Hi Murray,
Yes, I think this is helpful. Thanks. I'm just pointing out the basic
logic of Shermer's argument is shaky.
Mike
----- Original Message -----
From: "Murray Hogg" <muzhogg@netspace.net.au>
To: "ASA" <asa@calvin.edu>
Sent: Friday, November 06, 2009 10:23 PM
Subject: Re: [asa] Shermer and Inevitability
> Hi Mike,
>
> One thing that Shermer seems not to consider is whether, having once
> arisen, the very presence of technologically adept intelligent life does
> not preclude the emergence of a second, similar species. After all, at
> least some evolutionary scenarios suggest that Cro-Magnons drove
> Neandertals to extinction. If competition can result in the elimination of
> an already existent intelligent, technological adept species, what are the
> odds that similar competition can prevent emergence of such a species in
> the first place?
>
> Another way of thinking of this is in terms of evolutionary niches.
>
> One could posit - and it seems rather to coincide with what we actually
> observe - that there are vaguely defined "levels" within an ecosystem
> within which species compete for resources. At the lower levels the
> resources are reasonably abundant and this allows a very large number of
> various species to fill that "niche". But, as we ascend, the resources get
> harder and harder to exploit, competition gets more and more fierce, and
> thus only one or two species are able to adapt to fill the niche's at the
> higher levels.
>
> So, to put this crudely, one finds;
>
> Millions of bacteria
> Thousands of plants
> Hundreds of herbivores
> Tens of predators
> One "super-predator"
>
> The very fact that the "super predator" is able to dominate all other
> species in the battle for survival means that once this species arises, it
> is not soon likely to be displaced. Further, it is not likely to allow any
> similar species to emerge. Such a species is also going to arise late in
> the evolutionary process for the simple reason that it has to be an
> emergent adaptation from a "lower" level.
>
> I don't see then that the late emergence of only one "super predator"
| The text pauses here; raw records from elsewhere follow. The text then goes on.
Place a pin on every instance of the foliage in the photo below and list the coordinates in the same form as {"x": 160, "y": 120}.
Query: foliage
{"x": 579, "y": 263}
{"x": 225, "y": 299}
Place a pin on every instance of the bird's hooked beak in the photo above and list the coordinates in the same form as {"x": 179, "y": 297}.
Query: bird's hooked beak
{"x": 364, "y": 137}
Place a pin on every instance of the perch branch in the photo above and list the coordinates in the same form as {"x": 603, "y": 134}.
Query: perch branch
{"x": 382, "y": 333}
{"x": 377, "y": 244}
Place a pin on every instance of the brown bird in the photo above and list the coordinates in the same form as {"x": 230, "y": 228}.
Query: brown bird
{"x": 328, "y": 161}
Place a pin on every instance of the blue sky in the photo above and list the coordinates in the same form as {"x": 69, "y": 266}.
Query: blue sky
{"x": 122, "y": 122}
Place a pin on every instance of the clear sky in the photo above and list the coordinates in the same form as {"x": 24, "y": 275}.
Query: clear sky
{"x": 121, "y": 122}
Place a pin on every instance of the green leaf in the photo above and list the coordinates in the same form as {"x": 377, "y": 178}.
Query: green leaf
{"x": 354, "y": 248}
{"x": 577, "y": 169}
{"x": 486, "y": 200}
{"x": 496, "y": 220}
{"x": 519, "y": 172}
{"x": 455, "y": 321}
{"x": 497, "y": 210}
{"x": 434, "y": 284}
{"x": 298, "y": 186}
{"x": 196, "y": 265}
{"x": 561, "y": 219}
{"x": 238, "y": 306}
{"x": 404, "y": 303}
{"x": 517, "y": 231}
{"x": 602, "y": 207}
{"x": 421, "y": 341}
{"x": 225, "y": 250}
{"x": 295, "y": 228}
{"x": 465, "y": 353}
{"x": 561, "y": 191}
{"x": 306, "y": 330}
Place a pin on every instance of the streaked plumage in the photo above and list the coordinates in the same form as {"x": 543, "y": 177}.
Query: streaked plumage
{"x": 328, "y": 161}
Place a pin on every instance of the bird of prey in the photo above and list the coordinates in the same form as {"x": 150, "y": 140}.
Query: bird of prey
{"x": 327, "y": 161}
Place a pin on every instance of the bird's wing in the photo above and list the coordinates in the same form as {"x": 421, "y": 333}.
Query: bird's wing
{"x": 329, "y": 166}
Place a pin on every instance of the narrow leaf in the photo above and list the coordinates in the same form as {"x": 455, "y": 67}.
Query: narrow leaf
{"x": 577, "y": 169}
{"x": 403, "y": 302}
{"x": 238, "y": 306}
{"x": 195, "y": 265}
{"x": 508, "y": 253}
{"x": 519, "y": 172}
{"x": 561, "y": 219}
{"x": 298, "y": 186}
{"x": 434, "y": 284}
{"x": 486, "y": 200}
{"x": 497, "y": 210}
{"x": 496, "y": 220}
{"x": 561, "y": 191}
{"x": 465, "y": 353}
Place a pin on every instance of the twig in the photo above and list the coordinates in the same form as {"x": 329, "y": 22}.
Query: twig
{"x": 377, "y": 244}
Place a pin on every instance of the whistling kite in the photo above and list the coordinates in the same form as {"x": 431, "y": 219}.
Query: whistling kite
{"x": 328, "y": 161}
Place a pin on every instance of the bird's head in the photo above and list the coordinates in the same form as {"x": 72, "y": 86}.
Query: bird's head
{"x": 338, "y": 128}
> (i.e. an intelligent, technically capable species like ourselves) should
> be so very remarkable.
>
> It is, incidentally, simply wrong that only the primates have
> technological intelligence! Off hand I can think of one group (birds) and
> three species - otters, beavers and dolphins - who demonstrate an ability
> to construct artefacts or use tools.
>
> These are very cursory thoughts, but I hope you find them a helpful point
> of departure for further reflection.
>
> Blessings,
> Murray
>
>
> Nucacids wrote:
>> Michael Shermer makes an argument that doesn’t strike me as being as
>> strong as he thinks it is:
>>
>> http://www.scientificamerican.com/article.cfm?id=will-e-t-look-like-us
>>
>> Shermer writes:
>>
>> “What are the odds that intelligent, technically advanced aliens would
>> look anything like the ones in films, with an emaciated torso and limbs,
>> spindly fingers and a bulbous, bald head with large, almond-shaped eyes?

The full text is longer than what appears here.